While drones becomes more prevalent, U.S. Army engineers are testing technology that can be used to blast potentially hostile unmanned aerial systems (UAVs) out of the sky. The Extended Area Protection and Survivability Integrated Demonstration program (EAPS ID) at Picatinny Arsenal in New Jersey has been developing a gun-based solution to defend against C-RAM (counter rockets, artillery, and mortars) technology, according to a U.S. Army press release.

Drones have been in the news recently, especially in cases of drones being flown near the White House. This prevalence of potential drone threats has made this kind of research a priority, according to Manfredi Luciano, the project officer for the EAPS system.

Luciano said it is “unbelievable” just how much drone use has “exploded.”

“Every country has them now, whether they are armed or not or what level of performance,” he said. “This is a huge threat has been coming up on everybody. It has kind of almost sneaked up on people,and it’s almost more important than the counter-RAM threat.”

The world’s inventory of unmanned aircraft systems has grown from about “20 system types and 800 aircraft” back in 1999 to more than 200 system types and around 10,000 drones in 2010, according to Nancy Elliott, U.S. Army’s Fires Center of Excellence spokeswoman.

The primary defense approach for the Indirect Fire Protection Capability Increment 2 Intercept Program of Record is a missile-based C-RAM defense system, but the Army intends to develop a gun-based alternative.

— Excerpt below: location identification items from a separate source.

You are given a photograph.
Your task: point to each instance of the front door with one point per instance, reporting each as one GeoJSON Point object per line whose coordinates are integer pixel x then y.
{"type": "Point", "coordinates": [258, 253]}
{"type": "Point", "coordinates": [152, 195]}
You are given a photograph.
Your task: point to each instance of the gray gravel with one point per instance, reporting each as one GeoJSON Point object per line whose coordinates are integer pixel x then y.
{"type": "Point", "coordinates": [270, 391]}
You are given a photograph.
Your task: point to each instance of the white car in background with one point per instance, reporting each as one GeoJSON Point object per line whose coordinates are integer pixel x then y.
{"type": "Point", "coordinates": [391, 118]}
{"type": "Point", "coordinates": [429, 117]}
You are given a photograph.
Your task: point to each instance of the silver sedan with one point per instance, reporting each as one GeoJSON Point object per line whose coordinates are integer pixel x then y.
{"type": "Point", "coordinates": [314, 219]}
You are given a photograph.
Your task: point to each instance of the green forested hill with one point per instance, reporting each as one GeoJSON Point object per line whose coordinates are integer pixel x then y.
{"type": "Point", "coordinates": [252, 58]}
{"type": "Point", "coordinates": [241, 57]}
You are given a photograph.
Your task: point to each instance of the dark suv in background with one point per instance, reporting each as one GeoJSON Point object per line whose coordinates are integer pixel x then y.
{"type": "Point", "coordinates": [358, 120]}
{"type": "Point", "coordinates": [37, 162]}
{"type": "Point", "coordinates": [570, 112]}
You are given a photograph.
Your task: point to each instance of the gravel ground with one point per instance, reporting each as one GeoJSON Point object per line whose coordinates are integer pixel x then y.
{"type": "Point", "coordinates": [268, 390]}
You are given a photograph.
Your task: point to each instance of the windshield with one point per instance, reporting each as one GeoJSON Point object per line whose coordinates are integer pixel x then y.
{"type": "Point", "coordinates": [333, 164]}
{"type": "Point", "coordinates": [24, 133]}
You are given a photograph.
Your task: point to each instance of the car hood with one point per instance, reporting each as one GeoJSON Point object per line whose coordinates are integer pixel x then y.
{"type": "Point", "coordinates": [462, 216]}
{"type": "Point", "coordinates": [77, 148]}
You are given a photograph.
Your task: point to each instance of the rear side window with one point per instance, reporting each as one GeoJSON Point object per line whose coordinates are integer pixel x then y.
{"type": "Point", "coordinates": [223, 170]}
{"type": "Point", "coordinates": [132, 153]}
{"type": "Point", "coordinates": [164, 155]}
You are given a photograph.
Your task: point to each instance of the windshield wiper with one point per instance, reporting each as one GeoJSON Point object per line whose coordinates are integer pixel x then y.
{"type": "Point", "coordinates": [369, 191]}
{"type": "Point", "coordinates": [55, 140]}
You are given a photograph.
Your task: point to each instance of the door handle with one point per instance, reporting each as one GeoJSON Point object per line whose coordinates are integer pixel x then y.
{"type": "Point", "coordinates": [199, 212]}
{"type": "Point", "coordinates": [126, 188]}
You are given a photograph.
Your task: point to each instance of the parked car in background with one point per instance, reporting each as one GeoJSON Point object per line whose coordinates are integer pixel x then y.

This is envisioned to be a 50mm cannon that would launch guided missiles. The cannon would include a precision-tracking radar sensor, a radio frequency transmitter and receiver, and a fire control computer, according to the release.

“In order to minimize the electronics on board the interceptor and to make it cheaper, all the ‘smarts’ are basically done on the ground station,” Luciano added. “The computations are done on the ground, and the radio frequency sends the information up to the round.”

The Army carried out an integrated system test on April 22, blasting a class 2 unmanned aerial system (UAS) mid-air. The test was designed to show that guided ammunition could intercept and take down aerial threats, Luciano asserted. He said that an upcoming test will involve the interception of an UAS under a “more difficult engagement scenario.”

This technology could possibly be used by both the Army and Navy air defense systems, Luciano said.